Questo lo avevo scritto sul vecchio blog alle ore 14:34 del giorno 30/08/2009
Per anni ho frequentato quella casa decadente. Cioè io la chiamo “casa decadente” per capirmi da solo, ma in realtà cos’era? Un casolare? Un palazzo? Non saprei, ma era stupendamente decadente. E non vedevo l’ora di tornarci ogni volta, anche se per solo pochi minuti o per giornate intere, o nottate.
Notti blu cobalto, fresche, intense, profumate.
Notti di ombre sull'asfalto e di insegne al neon, assieme ad altri scalcinati compagni di viaggio, conosciuti per caso e subito dopo dimenticati. Anche nostro malgrado.
Per anni mi sono chiesto il significato di quel cartello:
ENTRATA LIBERA E OBBLIGATORIA.
Boh.
Che ridicole le persone che si improvvisavano “portieri” e passavano tutto il tempo a perculeggiare. Oggi, invece, penso: “poveretti, non potevano fare altro”. Come Busvitis, che una voltrà arrivò al passo della marcia di Radezky, disinvolto, con gli occhiali in mano ed una stanghetta in bocca, pensoso. Faceva finta di niente. Anche io feci finta di niente.
Ma ad essere ulteriormente precisi è stata proprio lei, la casa, a chiamarmi, con lo stesso linguaggio che usano gli oggetti per chiamarti. Ti illudi di essere tu a scegliere i beni mobili e immobili che costellano la tua esistenza, ma ti sbagli, sono loro che ti scelgono e restano con te fino a che vogliono. Poi ti mollano. Pensaci bene, è così.
Da quella casa raramente ne sono uscito insoddisfatto. Potrei scrivere pagine e pagine su chi la frequentava e sulle cose che si facevano la dentro.
I suoi odori, le sue luci, i suoi rumori hanno nutrito gli ospiti. E li hanno sempre protetti. E tutti contraccambiavamo con le nostre emozioni. Quasi gratis.
In quella casa ho passato un po’ della mia vita, intensamente. Le ho lasciato in cambio le mie vibrazioni, le mie energie, la mia organicità. Tutti noi le abbiamo lasciate e lei, la CASA decadente, viveva di quello. Le sue pareti, i pavimenti e i soffitti sono ancora intrisi di noi.
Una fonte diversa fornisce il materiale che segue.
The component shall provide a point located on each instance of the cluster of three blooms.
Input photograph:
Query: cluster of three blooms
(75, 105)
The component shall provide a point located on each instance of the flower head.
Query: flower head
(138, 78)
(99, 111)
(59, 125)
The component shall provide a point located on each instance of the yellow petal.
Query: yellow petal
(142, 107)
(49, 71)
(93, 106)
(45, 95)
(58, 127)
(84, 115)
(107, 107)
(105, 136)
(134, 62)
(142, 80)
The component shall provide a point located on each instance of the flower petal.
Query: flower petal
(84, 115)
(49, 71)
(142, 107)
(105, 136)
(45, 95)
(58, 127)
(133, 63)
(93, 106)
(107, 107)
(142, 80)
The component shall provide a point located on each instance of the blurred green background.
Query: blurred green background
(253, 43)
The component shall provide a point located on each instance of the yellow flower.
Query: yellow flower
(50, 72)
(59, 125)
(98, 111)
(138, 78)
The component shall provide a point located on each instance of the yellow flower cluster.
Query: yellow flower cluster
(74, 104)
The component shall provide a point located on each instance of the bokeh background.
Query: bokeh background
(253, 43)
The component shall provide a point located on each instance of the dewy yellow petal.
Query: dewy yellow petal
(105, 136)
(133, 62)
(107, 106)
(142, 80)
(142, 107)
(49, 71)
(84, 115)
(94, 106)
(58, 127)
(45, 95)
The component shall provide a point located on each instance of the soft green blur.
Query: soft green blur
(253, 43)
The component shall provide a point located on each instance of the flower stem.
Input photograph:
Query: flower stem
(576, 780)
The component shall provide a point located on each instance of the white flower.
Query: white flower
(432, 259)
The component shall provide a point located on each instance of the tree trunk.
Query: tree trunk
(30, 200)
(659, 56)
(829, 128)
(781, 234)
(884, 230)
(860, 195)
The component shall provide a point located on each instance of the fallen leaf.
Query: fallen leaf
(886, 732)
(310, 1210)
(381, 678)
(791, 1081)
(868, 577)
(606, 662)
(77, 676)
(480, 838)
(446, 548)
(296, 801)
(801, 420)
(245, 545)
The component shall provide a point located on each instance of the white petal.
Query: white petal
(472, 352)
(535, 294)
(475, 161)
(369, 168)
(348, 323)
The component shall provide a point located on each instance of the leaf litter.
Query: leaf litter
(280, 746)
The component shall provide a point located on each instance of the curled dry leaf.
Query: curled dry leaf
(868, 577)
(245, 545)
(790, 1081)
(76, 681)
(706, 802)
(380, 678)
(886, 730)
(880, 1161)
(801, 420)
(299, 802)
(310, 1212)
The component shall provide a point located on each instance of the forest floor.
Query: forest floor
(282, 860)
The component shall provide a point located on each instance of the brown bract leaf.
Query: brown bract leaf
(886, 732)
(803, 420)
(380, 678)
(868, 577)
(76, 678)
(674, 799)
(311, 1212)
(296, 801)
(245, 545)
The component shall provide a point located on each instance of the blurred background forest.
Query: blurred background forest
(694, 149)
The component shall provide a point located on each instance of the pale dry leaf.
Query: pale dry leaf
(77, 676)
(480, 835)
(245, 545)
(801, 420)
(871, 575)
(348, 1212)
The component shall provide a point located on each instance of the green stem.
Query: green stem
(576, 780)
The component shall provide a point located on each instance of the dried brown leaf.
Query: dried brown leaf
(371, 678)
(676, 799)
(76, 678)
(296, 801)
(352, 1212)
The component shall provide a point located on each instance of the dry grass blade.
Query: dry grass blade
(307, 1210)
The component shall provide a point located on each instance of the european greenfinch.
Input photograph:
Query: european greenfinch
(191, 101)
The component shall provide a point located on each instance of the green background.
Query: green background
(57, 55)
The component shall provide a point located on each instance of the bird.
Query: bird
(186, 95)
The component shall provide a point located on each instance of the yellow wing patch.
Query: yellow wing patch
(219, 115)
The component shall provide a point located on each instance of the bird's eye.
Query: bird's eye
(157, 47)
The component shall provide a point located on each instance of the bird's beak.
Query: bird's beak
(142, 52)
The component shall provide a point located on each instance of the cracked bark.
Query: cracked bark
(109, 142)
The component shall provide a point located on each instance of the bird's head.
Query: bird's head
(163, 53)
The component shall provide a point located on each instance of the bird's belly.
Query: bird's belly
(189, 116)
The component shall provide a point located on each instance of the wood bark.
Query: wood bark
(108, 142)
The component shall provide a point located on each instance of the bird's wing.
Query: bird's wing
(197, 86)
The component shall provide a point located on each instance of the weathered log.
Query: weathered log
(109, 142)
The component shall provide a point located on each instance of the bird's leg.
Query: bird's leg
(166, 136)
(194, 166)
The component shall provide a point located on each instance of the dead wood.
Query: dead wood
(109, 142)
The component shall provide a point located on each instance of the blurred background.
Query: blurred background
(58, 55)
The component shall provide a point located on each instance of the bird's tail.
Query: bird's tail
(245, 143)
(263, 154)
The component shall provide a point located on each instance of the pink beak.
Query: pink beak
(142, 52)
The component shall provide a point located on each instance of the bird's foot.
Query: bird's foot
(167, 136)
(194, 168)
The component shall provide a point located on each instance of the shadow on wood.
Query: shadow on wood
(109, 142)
Sono tornato a trovarla. Si è adeguata ai tempi. Non ci posso credere, mi struggo di malinconia. Ci ha abbandonati. Te lo avevo detto che gli oggetti stanno con noi finchè ne hanno voglia. Al suo posto c’è un centro di bellezza, abbastanza pretenzioso direi a giudicare dalle addette che si aggirano all’interno. Adesso posso solo spiarne l’interno da fuori, attraverso una porta a vetri, pacchiana.
Le porte magiche di una volta hanno lasciato il posto alle più moderne scorrevoli, azionate da ipocriti dipendenti che ignorano l’energia che c’è in quei locali. Quando se ne renderanno conto sarà troppo tardi, la vendetta sarà terribile e senza pietà contro chi indebitamente sta sfruttando ciò che non è suo. La casa non permetterà che quell’energia venga sciupata.
Care persone che vi trovate all’interno, adesso voi pagate per assimilare ciò che abbiamo lasciato gratuitamente la dentro. E state riempiendo le bieche tasche di chi si è appropriato indebitamente di ciò che rinforzavamo con le nostre vibrazioni, di quel concentrato di umanità. Quelle tasche nessuno sa fino a quando continuerano a riempirsi, ma di certo arriverà il periodo in cui si svuoteranno ancora più velocemente. Quelle tasche si riempiono del denaro attirato dalle vibrazioni. Ma solo finchè la casa lo vorrà. E credo si stia stufando.
State solo ottusamente consumando.
Ma lei saprà come fare.
Mi ha fatto l’occhiolino.
E lei non perdona e non ha ripensamenti.
Del centro di bellezza non resterà che un grottesco, ridente cumulo di macerie.